La pieza clave de River que no descansa ni en vacaciones

La media alta, por encima de la rodilla derecha, impidió ver el vendaje que le colocaron en la zona. Después de tomar «la decisión correcta» de dejar Palmeiras para llegar a River, Aníbal Moreno sintió que jugar la final del Apertura con un esguince en el ligamento colateral medial también era lo correcto.

El «milagro» lo llevó a arriesgar su físico, a exigir a fondo la articulación, pero las ganas de estar fueron el mejor bloqueo para el dolor. Lejos de pedir el cambio anticipado, lo dio todo en el Kempes durante 90 minutos y por estas horas, en plenas vacaciones en Catamarca, continúa trabajando para recuperarse y llegar de la mejor manera al inicio de un semestre que lo tendrá en un rol protagónico.

Fue a cada pelota como si fuera la última, tal es así que vio la amarilla a los 120 segundos de juego por una fuerte infracción sobre el lateral. A pesar de la doble carga entre la amonestación y la lesión que lo había hecho llorar ocho días antes contra Rosario Central, de aquella sensación de que el semestre se había terminado pasó a convencer a Eduardo Coudet de que podía jugar a pesar de que los tiempos le vislumbraban varias semanas lejos de las canchas.

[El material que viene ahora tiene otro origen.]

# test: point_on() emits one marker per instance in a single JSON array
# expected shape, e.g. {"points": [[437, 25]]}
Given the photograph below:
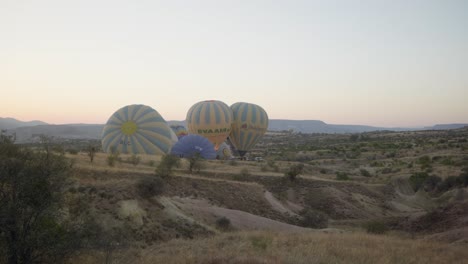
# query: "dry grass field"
{"points": [[269, 215]]}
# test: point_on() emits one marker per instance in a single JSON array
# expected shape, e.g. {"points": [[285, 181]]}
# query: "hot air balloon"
{"points": [[179, 130], [224, 151], [137, 129], [211, 119], [249, 125], [191, 145]]}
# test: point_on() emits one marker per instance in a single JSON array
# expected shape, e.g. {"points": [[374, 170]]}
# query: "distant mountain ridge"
{"points": [[12, 123], [28, 131]]}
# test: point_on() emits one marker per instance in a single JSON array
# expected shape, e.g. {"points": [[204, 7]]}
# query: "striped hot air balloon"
{"points": [[179, 130], [249, 125], [191, 145], [211, 119], [224, 151], [137, 129]]}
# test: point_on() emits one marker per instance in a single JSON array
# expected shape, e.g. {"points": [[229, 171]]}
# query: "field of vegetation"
{"points": [[379, 197]]}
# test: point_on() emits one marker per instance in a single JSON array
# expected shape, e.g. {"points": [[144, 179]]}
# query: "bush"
{"points": [[111, 159], [313, 219], [134, 159], [32, 185], [431, 182], [365, 172], [149, 187], [375, 227], [294, 171], [223, 223], [245, 173], [342, 176], [417, 180], [72, 151], [196, 163], [166, 166]]}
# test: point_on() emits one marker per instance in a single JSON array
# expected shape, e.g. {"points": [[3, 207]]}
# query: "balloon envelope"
{"points": [[249, 125], [211, 119], [224, 151], [192, 144], [179, 130], [137, 129]]}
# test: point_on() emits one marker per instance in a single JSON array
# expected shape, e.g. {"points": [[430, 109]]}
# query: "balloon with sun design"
{"points": [[137, 129]]}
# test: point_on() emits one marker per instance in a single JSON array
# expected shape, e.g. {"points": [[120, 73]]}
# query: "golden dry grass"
{"points": [[311, 247]]}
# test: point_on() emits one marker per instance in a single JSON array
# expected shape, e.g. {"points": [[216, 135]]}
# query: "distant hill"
{"points": [[29, 131], [11, 123], [73, 131]]}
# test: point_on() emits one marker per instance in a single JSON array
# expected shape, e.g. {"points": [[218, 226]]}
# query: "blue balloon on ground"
{"points": [[192, 144]]}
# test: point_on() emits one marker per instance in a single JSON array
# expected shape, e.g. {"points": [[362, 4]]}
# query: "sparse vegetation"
{"points": [[166, 166], [148, 187], [313, 219], [134, 159], [376, 227], [293, 171], [31, 184], [342, 176], [195, 163], [223, 223], [365, 173]]}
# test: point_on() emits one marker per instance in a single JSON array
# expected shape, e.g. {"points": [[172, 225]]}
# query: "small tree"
{"points": [[294, 171], [113, 156], [31, 183], [149, 187], [223, 223], [313, 219], [166, 166], [134, 159], [195, 163], [91, 153]]}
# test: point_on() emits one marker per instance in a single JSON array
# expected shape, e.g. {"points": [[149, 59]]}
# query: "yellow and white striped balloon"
{"points": [[137, 129], [249, 125], [211, 119]]}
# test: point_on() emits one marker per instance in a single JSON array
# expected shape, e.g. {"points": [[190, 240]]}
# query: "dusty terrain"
{"points": [[257, 197]]}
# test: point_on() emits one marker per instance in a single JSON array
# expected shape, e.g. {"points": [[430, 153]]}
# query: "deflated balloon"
{"points": [[137, 129], [191, 145], [249, 125], [179, 130], [211, 119]]}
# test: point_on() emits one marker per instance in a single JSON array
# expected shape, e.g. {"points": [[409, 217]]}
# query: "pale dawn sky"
{"points": [[383, 63]]}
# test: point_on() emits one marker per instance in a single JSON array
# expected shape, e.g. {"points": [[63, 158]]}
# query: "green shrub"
{"points": [[375, 227], [111, 159], [223, 223]]}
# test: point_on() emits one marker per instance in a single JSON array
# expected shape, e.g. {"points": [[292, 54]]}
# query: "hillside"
{"points": [[11, 123], [28, 131], [354, 202]]}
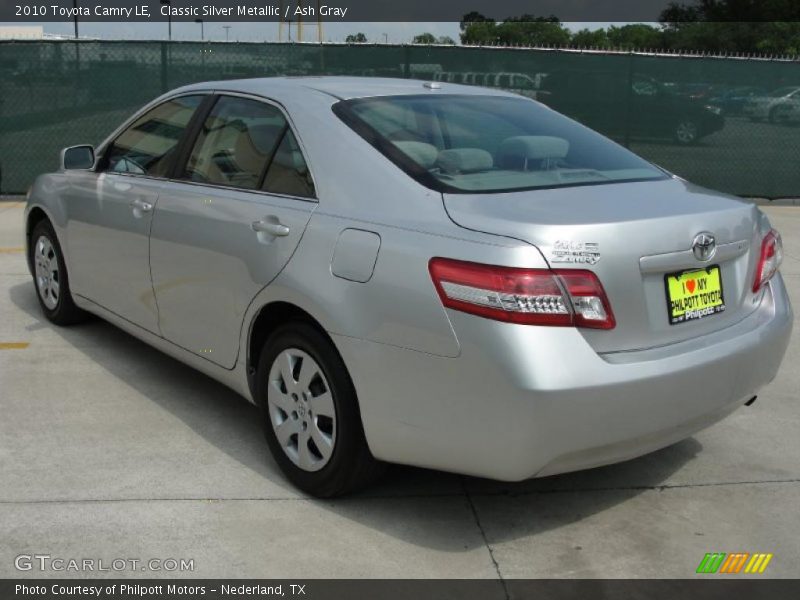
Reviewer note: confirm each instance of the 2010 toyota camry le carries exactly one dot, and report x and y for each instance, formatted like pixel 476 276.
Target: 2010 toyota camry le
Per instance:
pixel 420 273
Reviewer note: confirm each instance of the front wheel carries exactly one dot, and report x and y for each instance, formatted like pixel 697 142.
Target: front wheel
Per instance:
pixel 50 277
pixel 310 413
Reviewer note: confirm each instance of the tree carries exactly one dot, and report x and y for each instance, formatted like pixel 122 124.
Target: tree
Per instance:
pixel 526 30
pixel 481 33
pixel 473 17
pixel 424 38
pixel 768 26
pixel 633 36
pixel 586 38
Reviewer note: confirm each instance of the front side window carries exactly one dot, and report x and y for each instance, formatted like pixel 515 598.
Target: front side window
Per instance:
pixel 463 144
pixel 236 143
pixel 149 145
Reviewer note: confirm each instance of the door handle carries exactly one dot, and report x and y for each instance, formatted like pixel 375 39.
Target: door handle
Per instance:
pixel 140 206
pixel 272 226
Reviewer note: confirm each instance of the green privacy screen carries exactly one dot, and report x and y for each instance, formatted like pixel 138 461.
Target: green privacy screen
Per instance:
pixel 726 123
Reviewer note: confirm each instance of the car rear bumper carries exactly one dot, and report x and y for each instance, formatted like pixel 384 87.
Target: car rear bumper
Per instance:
pixel 525 401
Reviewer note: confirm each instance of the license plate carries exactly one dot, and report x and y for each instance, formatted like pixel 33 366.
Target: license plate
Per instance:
pixel 694 294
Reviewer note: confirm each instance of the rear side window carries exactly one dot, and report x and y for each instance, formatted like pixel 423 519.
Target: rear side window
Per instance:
pixel 288 173
pixel 236 143
pixel 149 145
pixel 466 143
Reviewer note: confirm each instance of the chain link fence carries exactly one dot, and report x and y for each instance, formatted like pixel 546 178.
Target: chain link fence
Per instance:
pixel 731 124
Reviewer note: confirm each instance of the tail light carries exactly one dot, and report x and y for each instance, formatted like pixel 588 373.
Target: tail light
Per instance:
pixel 769 260
pixel 560 297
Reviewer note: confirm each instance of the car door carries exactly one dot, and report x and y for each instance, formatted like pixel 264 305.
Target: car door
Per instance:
pixel 110 212
pixel 227 225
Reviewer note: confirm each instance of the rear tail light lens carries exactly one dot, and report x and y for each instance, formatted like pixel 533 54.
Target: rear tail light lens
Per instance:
pixel 564 297
pixel 769 260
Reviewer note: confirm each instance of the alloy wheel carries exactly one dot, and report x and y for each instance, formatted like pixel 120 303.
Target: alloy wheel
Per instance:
pixel 48 280
pixel 301 409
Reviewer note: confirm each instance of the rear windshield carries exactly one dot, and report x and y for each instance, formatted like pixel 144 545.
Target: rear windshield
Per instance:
pixel 466 144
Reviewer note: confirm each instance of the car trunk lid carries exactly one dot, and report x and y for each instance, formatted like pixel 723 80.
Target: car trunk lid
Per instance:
pixel 631 235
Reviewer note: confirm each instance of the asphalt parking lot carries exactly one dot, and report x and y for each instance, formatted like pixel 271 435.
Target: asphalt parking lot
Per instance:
pixel 109 449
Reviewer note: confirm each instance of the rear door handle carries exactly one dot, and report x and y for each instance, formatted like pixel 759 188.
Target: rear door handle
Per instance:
pixel 141 206
pixel 272 226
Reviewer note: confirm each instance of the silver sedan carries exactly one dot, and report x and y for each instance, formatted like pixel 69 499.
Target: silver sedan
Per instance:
pixel 419 273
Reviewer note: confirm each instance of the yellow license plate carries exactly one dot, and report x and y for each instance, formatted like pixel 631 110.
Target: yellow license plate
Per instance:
pixel 694 294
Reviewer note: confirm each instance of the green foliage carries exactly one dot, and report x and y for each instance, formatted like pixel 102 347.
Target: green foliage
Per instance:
pixel 357 38
pixel 424 38
pixel 525 30
pixel 586 38
pixel 638 35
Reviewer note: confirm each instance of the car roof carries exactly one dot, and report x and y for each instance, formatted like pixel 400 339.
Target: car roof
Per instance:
pixel 343 88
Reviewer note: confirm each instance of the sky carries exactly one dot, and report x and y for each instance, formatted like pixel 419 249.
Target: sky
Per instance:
pixel 395 33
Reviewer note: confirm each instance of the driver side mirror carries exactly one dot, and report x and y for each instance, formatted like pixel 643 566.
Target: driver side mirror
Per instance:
pixel 77 157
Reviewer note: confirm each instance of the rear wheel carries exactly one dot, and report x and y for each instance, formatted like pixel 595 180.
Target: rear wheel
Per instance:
pixel 777 114
pixel 310 413
pixel 687 132
pixel 50 277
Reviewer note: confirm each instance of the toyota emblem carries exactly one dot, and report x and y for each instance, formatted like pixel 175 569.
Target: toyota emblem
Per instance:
pixel 704 246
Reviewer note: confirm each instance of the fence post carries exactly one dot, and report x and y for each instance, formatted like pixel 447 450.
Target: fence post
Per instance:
pixel 629 101
pixel 164 67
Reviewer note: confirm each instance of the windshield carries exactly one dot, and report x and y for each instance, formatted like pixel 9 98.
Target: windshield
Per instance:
pixel 462 144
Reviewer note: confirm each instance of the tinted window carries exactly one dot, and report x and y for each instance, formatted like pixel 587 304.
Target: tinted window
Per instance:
pixel 149 145
pixel 288 173
pixel 236 143
pixel 489 143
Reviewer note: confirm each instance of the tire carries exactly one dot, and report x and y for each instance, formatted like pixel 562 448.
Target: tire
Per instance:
pixel 50 277
pixel 310 413
pixel 686 132
pixel 775 114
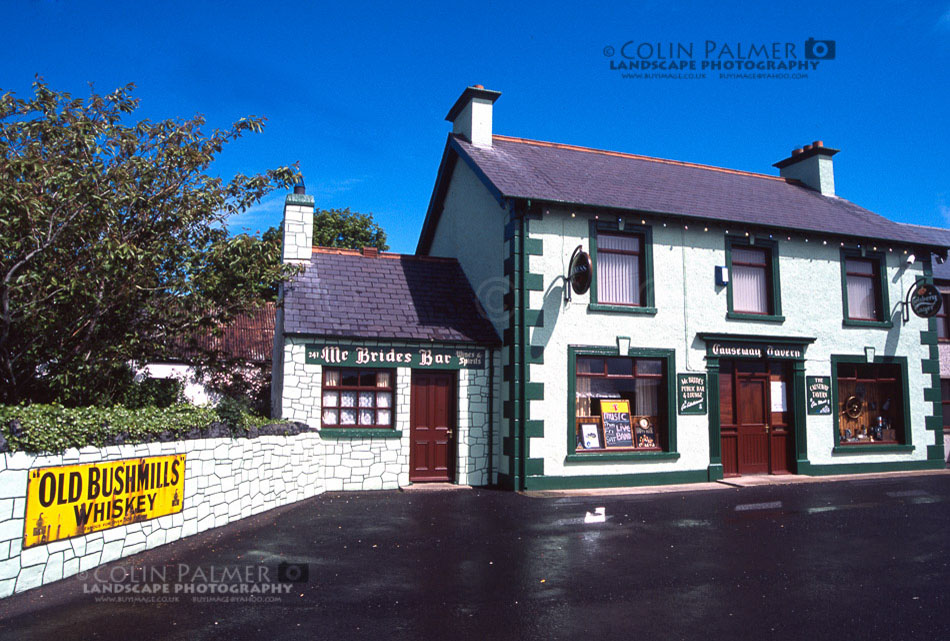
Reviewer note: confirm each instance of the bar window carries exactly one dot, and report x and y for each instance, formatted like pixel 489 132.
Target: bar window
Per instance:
pixel 750 280
pixel 620 269
pixel 639 384
pixel 943 330
pixel 863 282
pixel 870 404
pixel 357 398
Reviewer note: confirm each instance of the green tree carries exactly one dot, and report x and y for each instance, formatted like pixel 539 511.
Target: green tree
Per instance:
pixel 345 228
pixel 112 241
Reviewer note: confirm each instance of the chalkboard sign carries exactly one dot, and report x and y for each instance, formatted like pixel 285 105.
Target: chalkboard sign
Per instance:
pixel 616 418
pixel 818 394
pixel 692 393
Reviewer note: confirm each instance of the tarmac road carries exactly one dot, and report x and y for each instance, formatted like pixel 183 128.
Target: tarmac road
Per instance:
pixel 856 559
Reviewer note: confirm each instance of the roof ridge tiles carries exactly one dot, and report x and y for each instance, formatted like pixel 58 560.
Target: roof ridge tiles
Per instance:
pixel 620 154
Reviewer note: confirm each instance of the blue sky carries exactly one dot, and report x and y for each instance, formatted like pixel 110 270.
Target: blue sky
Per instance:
pixel 357 92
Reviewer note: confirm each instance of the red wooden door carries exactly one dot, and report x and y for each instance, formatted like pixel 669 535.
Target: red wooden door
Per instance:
pixel 752 418
pixel 432 425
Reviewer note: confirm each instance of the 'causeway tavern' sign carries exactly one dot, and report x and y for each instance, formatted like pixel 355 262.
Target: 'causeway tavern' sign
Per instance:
pixel 756 350
pixel 383 356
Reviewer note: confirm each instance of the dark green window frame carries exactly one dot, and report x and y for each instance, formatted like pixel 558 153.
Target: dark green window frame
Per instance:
pixel 668 356
pixel 881 259
pixel 907 445
pixel 774 284
pixel 645 232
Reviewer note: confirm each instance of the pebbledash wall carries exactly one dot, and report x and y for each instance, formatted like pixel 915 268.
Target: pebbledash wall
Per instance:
pixel 225 480
pixel 379 459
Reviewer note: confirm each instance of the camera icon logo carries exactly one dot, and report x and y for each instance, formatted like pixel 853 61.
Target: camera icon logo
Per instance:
pixel 293 572
pixel 819 49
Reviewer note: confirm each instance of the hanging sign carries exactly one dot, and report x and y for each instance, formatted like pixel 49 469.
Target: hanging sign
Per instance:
pixel 417 357
pixel 72 500
pixel 616 417
pixel 925 300
pixel 691 396
pixel 580 272
pixel 818 394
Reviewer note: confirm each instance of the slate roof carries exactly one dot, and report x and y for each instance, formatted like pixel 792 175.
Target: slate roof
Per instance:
pixel 249 337
pixel 392 296
pixel 542 171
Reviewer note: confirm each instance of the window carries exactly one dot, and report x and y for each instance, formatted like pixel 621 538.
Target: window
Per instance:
pixel 623 270
pixel 621 404
pixel 358 398
pixel 943 329
pixel 619 272
pixel 864 289
pixel 871 403
pixel 753 290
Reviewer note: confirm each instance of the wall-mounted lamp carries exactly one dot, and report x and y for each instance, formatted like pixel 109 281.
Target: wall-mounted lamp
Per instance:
pixel 722 275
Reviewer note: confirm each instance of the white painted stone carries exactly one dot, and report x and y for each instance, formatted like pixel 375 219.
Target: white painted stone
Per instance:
pixel 30 578
pixel 13 483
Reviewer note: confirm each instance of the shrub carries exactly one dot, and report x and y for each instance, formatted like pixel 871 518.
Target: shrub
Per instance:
pixel 54 428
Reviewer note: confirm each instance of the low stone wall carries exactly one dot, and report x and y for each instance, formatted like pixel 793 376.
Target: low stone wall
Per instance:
pixel 225 480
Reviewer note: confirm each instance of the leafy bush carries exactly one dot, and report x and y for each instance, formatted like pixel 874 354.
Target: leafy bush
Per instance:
pixel 54 428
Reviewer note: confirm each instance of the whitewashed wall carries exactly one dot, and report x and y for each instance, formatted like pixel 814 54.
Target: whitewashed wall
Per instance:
pixel 225 480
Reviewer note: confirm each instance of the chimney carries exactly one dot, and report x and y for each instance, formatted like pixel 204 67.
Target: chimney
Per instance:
pixel 471 115
pixel 812 165
pixel 298 226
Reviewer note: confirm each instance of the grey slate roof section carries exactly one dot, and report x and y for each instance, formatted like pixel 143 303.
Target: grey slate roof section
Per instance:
pixel 390 297
pixel 546 172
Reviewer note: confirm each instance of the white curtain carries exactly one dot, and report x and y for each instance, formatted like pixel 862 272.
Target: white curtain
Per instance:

En pleno centro de San Fernando del Valle de Catamarca, Moreno pasó por un centro de kinesiología deportiva y realizó ejercicios específicos de fortalecimiento y recuperación junto al licenciado Oviedo. «Ahí vamos, amigo», fue la arenga para un jugador que se acopló rápido a la mitad de la cancha tras su auspicioso paso por el Verdao -el propio River lo sufrió en la Libertadores 2025-, siendo equilibrio, sostén, recuperador y distribuidor en partidos de importante complejidad.